In my scenario, the set of input tokens is fixed, but the set of output tokens is not - we might decide to introduce new 'productions'. My question is:
Does anybody know whether there are good patterns and/or idioms which help in such a situation?
Right now I have a set of 'Compressor' object, each of which can eat the input tokens and eventually produces the output tokens. The problem is that some input tokens clash, consider 'Out0' and 'Out3' in the above case. The input '0101' should yield Out3 but not Out0. However, the input '0104 should yield Out0 and then leave 0 and 4 in the queue.
I'm wondering whether there are maybe patterns from data compression or other areas which might be beneficial.
This work of 'reducing' an input of lowlevel tokens to highlevel tokens and dealing with possible conflicts is common among parser writers, no? Are there are useful patterns there?
UPDATE:
A bit more information:
in my concrete case, the input tokens are C structs, and the output tokens are C++ objects. I have no control whatsoever over the input stream of tokens, but I can queue them and then modify the queue in case that is beneficial.

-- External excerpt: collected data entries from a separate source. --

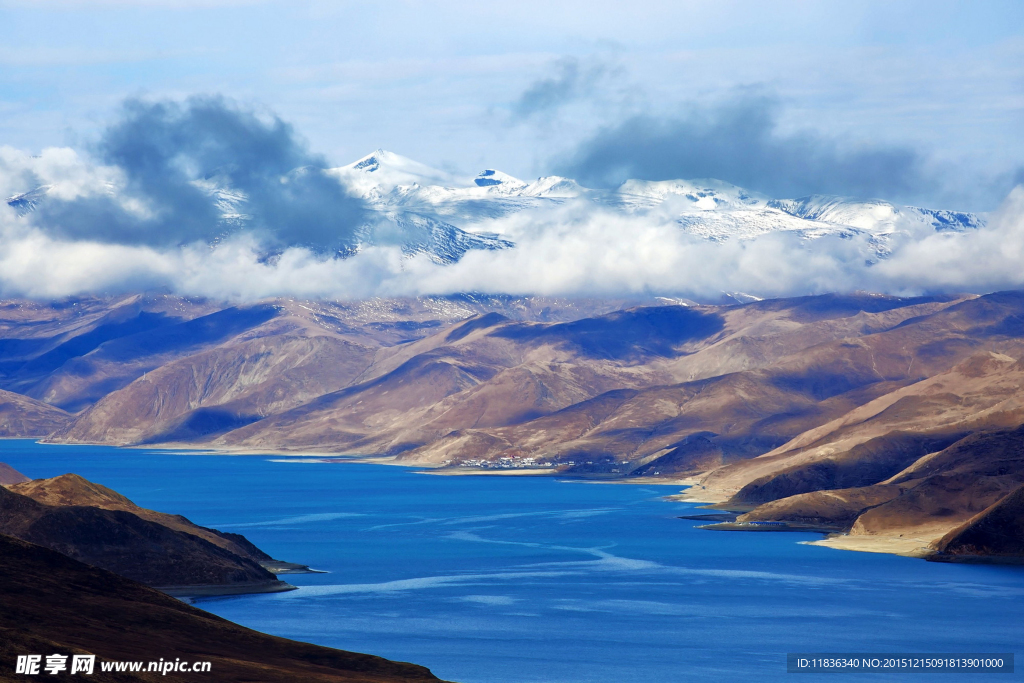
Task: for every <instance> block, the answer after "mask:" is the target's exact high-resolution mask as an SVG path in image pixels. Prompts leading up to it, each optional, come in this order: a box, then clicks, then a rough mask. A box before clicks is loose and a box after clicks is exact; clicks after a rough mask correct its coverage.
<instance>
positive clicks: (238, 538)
mask: <svg viewBox="0 0 1024 683" xmlns="http://www.w3.org/2000/svg"><path fill="white" fill-rule="evenodd" d="M0 532H2V533H6V535H8V536H12V537H16V538H18V539H22V540H24V541H29V542H31V543H35V544H37V545H40V546H45V547H47V548H50V549H52V550H55V551H57V552H60V553H63V554H65V555H68V556H69V557H73V558H75V559H78V560H81V561H83V562H86V563H88V564H92V565H94V566H98V567H102V568H104V569H109V570H111V571H114V572H115V573H118V574H120V575H122V577H126V578H128V579H131V580H133V581H138V582H140V583H143V584H146V585H148V586H154V587H157V588H160V589H161V590H163V591H165V592H170V593H173V594H179V595H180V594H185V595H198V594H204V595H206V594H213V595H216V594H233V593H258V592H274V591H283V590H290V589H292V588H293V587H291V586H289V585H288V584H285V583H283V582H281V581H279V580H278V579H276V577H275V575H274V574H273V573H271V571H270V570H268V568H270V569H279V568H281V567H293V568H294V567H297V566H298V565H290V564H289V563H285V562H280V561H278V560H274V559H272V558H271V557H270V556H269V555H266V554H265V553H263V552H262V551H260V550H259V549H258V548H256V546H254V545H253V544H251V543H250V542H249V541H248V540H247V539H246V538H245V537H243V536H240V535H238V533H222V532H220V531H217V530H216V529H211V528H206V527H203V526H198V525H196V524H193V523H191V522H190V521H188V520H187V519H185V518H184V517H182V516H180V515H170V514H166V513H162V512H155V511H153V510H146V509H144V508H139V507H138V506H136V505H135V504H134V503H132V502H131V501H130V500H128V499H127V498H125V497H124V496H121V495H120V494H118V493H116V492H114V490H111V489H110V488H106V487H105V486H101V485H99V484H96V483H93V482H91V481H88V480H87V479H84V478H83V477H80V476H78V475H77V474H65V475H61V476H58V477H53V478H51V479H35V480H28V481H23V482H19V483H12V484H10V485H7V486H6V487H0Z"/></svg>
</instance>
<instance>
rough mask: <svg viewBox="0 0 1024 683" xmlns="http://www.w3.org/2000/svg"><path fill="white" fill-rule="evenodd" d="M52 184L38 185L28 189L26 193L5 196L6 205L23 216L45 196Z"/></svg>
mask: <svg viewBox="0 0 1024 683" xmlns="http://www.w3.org/2000/svg"><path fill="white" fill-rule="evenodd" d="M51 188H52V185H40V186H39V187H36V188H34V189H30V190H29V191H27V193H22V194H20V195H14V196H13V197H8V198H7V206H9V207H11V208H12V209H14V211H17V214H18V215H19V216H24V215H25V214H27V213H29V212H30V211H32V210H33V209H35V208H36V207H37V206H39V203H40V202H41V201H42V200H43V198H44V197H46V194H47V193H49V191H50V189H51Z"/></svg>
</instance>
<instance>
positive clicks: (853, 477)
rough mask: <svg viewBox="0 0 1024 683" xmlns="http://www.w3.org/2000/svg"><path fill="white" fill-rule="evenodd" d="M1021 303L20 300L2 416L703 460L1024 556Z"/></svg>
mask: <svg viewBox="0 0 1024 683" xmlns="http://www.w3.org/2000/svg"><path fill="white" fill-rule="evenodd" d="M637 303H641V304H643V305H636V304H637ZM1022 322H1024V293H1021V292H1002V293H994V294H989V295H985V296H954V297H921V298H909V299H907V298H897V297H888V296H880V295H866V294H858V295H846V296H841V295H823V296H814V297H800V298H790V299H773V300H764V301H753V302H749V303H740V304H733V305H720V306H708V305H693V304H687V303H686V302H679V301H670V300H665V299H662V300H648V301H645V302H627V301H617V302H615V301H601V300H594V301H572V300H565V299H545V298H537V297H520V298H516V297H483V296H466V295H464V296H452V297H437V298H422V299H371V300H367V301H360V302H331V301H303V300H295V299H274V300H267V301H263V302H261V303H259V304H255V305H249V306H232V305H228V304H223V303H217V302H213V301H207V300H197V299H186V298H180V297H173V296H164V295H137V296H131V297H118V298H111V299H98V298H81V299H73V300H68V301H63V302H59V303H39V302H32V301H7V302H4V304H3V306H2V307H0V329H2V330H3V334H2V336H0V387H2V388H3V389H4V391H3V392H0V416H2V417H3V422H2V423H0V427H2V428H3V431H2V435H3V436H41V437H45V438H46V440H48V441H50V442H59V443H109V444H114V445H130V444H139V445H141V444H162V445H166V446H170V445H175V446H187V447H204V449H215V450H223V451H225V452H240V453H259V452H275V453H296V454H316V453H318V454H323V455H324V456H329V457H332V458H334V457H338V456H359V457H373V458H374V459H375V460H377V461H378V462H380V461H389V462H394V463H400V464H406V465H415V466H425V467H432V468H438V470H439V471H442V472H443V471H451V472H456V473H458V472H480V471H484V472H486V471H494V470H531V471H534V472H535V473H537V474H558V475H561V476H578V477H591V478H607V479H618V478H633V479H634V480H636V479H638V478H640V477H655V478H666V477H669V478H672V479H675V480H678V479H680V478H686V479H687V480H688V481H690V482H691V483H693V484H694V485H693V486H692V487H691V488H689V489H688V490H687V493H686V494H685V496H686V497H687V498H688V499H689V500H697V501H703V502H707V503H713V504H717V505H719V506H721V507H725V508H726V509H729V510H734V511H743V512H744V513H745V514H744V516H742V517H740V518H738V519H737V523H738V524H740V527H742V528H748V526H742V525H743V524H748V525H755V526H754V527H757V528H760V527H758V526H756V525H757V524H762V523H765V522H771V523H772V524H775V523H778V524H781V525H783V526H785V527H791V526H792V527H799V528H807V527H809V526H810V527H815V528H826V529H830V530H839V531H846V532H848V536H846V537H843V538H842V539H841V540H840V541H830V542H829V543H834V544H846V546H843V547H855V548H861V549H873V550H878V549H879V548H882V549H884V550H891V551H894V552H903V553H908V554H921V555H933V556H936V557H939V558H943V559H954V560H962V559H964V558H971V557H973V556H976V555H978V554H979V553H981V554H985V555H986V556H1000V559H1011V560H1012V559H1013V558H1018V559H1020V560H1024V557H1021V556H1020V547H1019V544H1017V545H1014V544H1013V543H1000V542H999V541H998V539H999V538H1000V537H999V536H998V535H999V532H1000V531H999V529H1000V528H1002V526H1000V524H1004V523H1005V522H1004V521H1000V520H1007V519H1010V520H1011V522H1012V523H1014V524H1016V523H1018V521H1020V520H1019V519H1018V517H1017V516H1015V515H1018V514H1019V512H1020V510H1021V506H1020V496H1021V494H1020V493H1019V492H1020V490H1021V489H1022V487H1024V428H1022V427H1021V426H1022V425H1024V366H1022V362H1024V361H1022V358H1024V323H1022ZM640 480H642V479H640ZM19 485H24V484H19ZM1015 492H1016V493H1015ZM1010 496H1014V497H1015V498H1012V499H1008V497H1010ZM1004 500H1006V501H1008V502H1006V503H1005V504H1001V503H1000V502H1001V501H1004ZM993 506H996V507H993ZM1013 520H1017V521H1013ZM1011 522H1006V523H1011ZM1022 523H1024V522H1022ZM972 548H974V549H975V550H972ZM940 551H941V552H940ZM936 553H939V554H938V555H936Z"/></svg>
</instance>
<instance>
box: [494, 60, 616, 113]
mask: <svg viewBox="0 0 1024 683" xmlns="http://www.w3.org/2000/svg"><path fill="white" fill-rule="evenodd" d="M547 71H548V73H547V74H545V75H544V76H543V77H541V78H539V79H538V80H536V81H534V83H531V84H530V85H529V86H528V87H527V88H526V89H525V90H523V92H522V93H521V94H520V95H519V97H518V98H517V99H516V101H515V102H514V103H513V104H512V108H511V112H512V116H513V118H515V119H528V118H530V117H535V116H540V115H544V114H549V113H551V112H553V111H555V110H558V109H559V108H561V106H563V105H565V104H568V103H571V102H574V101H579V100H581V99H585V98H588V97H592V96H594V94H595V91H596V90H597V89H598V88H600V87H602V86H603V85H604V82H605V81H607V80H608V79H609V78H612V77H614V76H616V75H618V73H620V72H621V70H618V69H616V68H614V67H612V66H610V65H609V63H607V62H605V61H600V60H596V59H589V60H587V61H584V60H581V59H579V58H577V57H571V56H566V57H562V58H561V59H558V60H556V61H554V62H552V63H551V65H550V67H549V68H548V70H547Z"/></svg>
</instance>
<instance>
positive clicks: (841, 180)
mask: <svg viewBox="0 0 1024 683" xmlns="http://www.w3.org/2000/svg"><path fill="white" fill-rule="evenodd" d="M778 110H779V104H778V102H777V101H776V100H775V99H774V98H772V97H770V96H766V95H760V94H754V95H752V94H746V95H742V96H739V97H737V98H734V99H732V100H730V101H727V102H725V103H722V104H719V105H718V106H714V108H692V109H691V110H690V111H688V112H685V113H683V114H682V115H680V116H678V117H675V118H672V117H667V118H659V117H653V116H648V115H639V116H634V117H631V118H629V119H627V120H625V121H623V122H621V123H618V124H616V125H613V126H610V127H608V128H605V129H603V130H601V131H599V132H598V133H597V134H596V135H594V136H593V137H592V138H591V139H589V140H586V141H585V142H583V143H582V144H581V145H580V147H579V148H578V150H577V151H575V152H574V154H573V155H572V156H571V157H570V158H569V159H568V160H567V161H566V162H564V163H563V164H562V167H561V168H559V169H558V172H559V173H561V174H563V175H568V176H570V177H574V178H578V179H579V180H580V181H581V182H583V183H584V184H589V185H595V186H602V185H603V186H607V185H615V184H618V183H621V182H623V181H624V180H626V179H628V178H641V179H644V180H668V179H671V178H722V179H726V180H728V181H729V182H734V183H736V184H738V185H742V186H744V187H749V188H751V189H755V190H758V191H763V193H766V194H768V195H771V196H773V197H801V196H804V195H847V196H852V197H864V198H868V197H886V198H893V199H904V200H905V199H907V198H910V197H920V196H922V195H924V194H926V193H927V191H928V190H929V189H931V187H932V185H934V184H935V180H934V179H932V178H929V177H928V175H927V174H926V172H925V169H924V160H923V159H922V157H921V155H920V154H919V153H918V152H915V151H914V150H912V148H910V147H901V146H883V145H878V144H876V145H864V144H860V145H854V144H847V145H843V144H841V143H840V142H838V141H836V140H830V139H826V138H823V137H821V136H820V135H816V134H814V133H811V132H806V131H804V132H795V133H794V132H791V133H785V132H781V131H780V130H779V125H778Z"/></svg>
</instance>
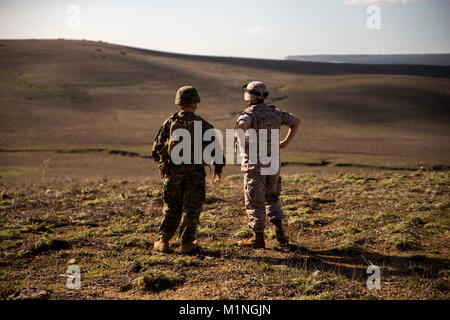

I solved clashes (like Out3 (0101) vs. Out0 (01)) by trying to match Out3 first and then Out0, but it's a bit ugly. The possible productions are in a list and I simply try to apply them to the input stream, one after the other
The list of possible productions can be extended by the user, so I cannot generate one huge DAG and then have a state machine which implements that to handle every possible transition. Of course, this means that the user can add clashes, but that's just the way it is.